Files

vikingowl fbf3aab23c Revert "[test] add examples-check target with stubbed BIN and no-network validation for example scripts"

This reverts commit a26eade80b.

2025-08-12 06:00:07 +02:00

Development

This document describes how to build, test, and run PolyScribe locally, and how to work with models during development.

Prerequisites

Rust toolchain via rustup (recommended).
ffmpeg installed and on PATH.
For GPU builds: appropriate toolkits and libraries installed (CUDA/ROCm/Vulkan).

Rust toolchain

Dependency pinning

We pin whisper-rs (git dependency) to a known-good commit in Cargo.toml for reproducibility.
To bump it, resolve/test the desired commit locally, then run:
- cargo update -p whisper-rs --precise 135b60b85a15714862806b6ea9f76abec38156f1 Replace the SHA with the desired commit and update the rev in Cargo.toml accordingly.

Build

CPU-only (default):
- cargo build
- cargo test
Enable GPU features at build time:
- CUDA: cargo build --features gpu-cuda
- HIP: cargo build --features gpu-hip
- Vulkan: cargo build --features gpu-vulkan

Run locally

Development model directory defaults to ./models when built in debug mode.
You can override:
- POLYSCRIBE_MODELS_DIR=/path/to/models
- WHISPER_MODEL=/path/to/model.bin (forces a specific file)
Example run:
- cargo run -- -v -o output samples/example.mp3

Models during development

Interactive downloader:
- cargo run -- --download-models
Non-interactive update (checks sizes/hashes, downloads if missing):
- cargo run -- --update-models --no-interaction -q

Tests

Run all tests:
- cargo test
The test suite includes CLI-oriented integration tests and unit tests. Some tests simulate GPU detection using env vars (POLYSCRIBE_TEST_FORCE_*). Do not rely on these flags in production code.

Clippy

Run lint checks and treat warnings as errors:
- cargo clippy --all-targets -- -D warnings
Common warnings can often be fixed by simplifying code, removing unused imports, and following idiomatic patterns.

Code layout

src/lib.rs: core library surface and re-exports
- backend: runtime backend selection and transcription glue
- models: model discovery, manifest, download/update logic
src/main.rs: CLI parsing, I/O orchestration, logging, and workflows
tests/: integration tests

Adding a feature

Find the closest existing module (backend/models/main) and add a small, focused unit test.
Keep user-facing changes documented in README/docs and update CHANGELOG.md.
Prefer small functions with clear responsibilities; avoid exposing unnecessary items publicly.
Follow existing logging style (elog!/wlog!/ilog!/dlog!).

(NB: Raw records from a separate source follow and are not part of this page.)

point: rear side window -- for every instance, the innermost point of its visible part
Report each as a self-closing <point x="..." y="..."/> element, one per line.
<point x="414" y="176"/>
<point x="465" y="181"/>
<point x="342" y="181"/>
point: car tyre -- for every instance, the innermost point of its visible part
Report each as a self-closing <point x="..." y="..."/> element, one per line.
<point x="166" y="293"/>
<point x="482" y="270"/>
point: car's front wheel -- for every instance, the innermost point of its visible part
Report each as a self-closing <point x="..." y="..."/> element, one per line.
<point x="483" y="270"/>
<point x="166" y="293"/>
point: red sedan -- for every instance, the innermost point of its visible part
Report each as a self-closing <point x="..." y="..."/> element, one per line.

Running the model downloader

Interactive:
- cargo run -- --download-models
Non-interactive suggestions for CI:
- POLYSCRIBE_MODELS_DIR=$PWD/models
  cargo run -- --update-models --no-interaction -q

Env var examples for local testing

Use a local copy of models and a specific model file:
- export POLYSCRIBE_MODELS_DIR=$PWD/models
- export WHISPER_MODEL=$PWD/models/large-v3-turbo-q8_0.bin
Test manifests/offline copies are handled internally. For full offline runs, pre-populate models/ with the desired .bin files.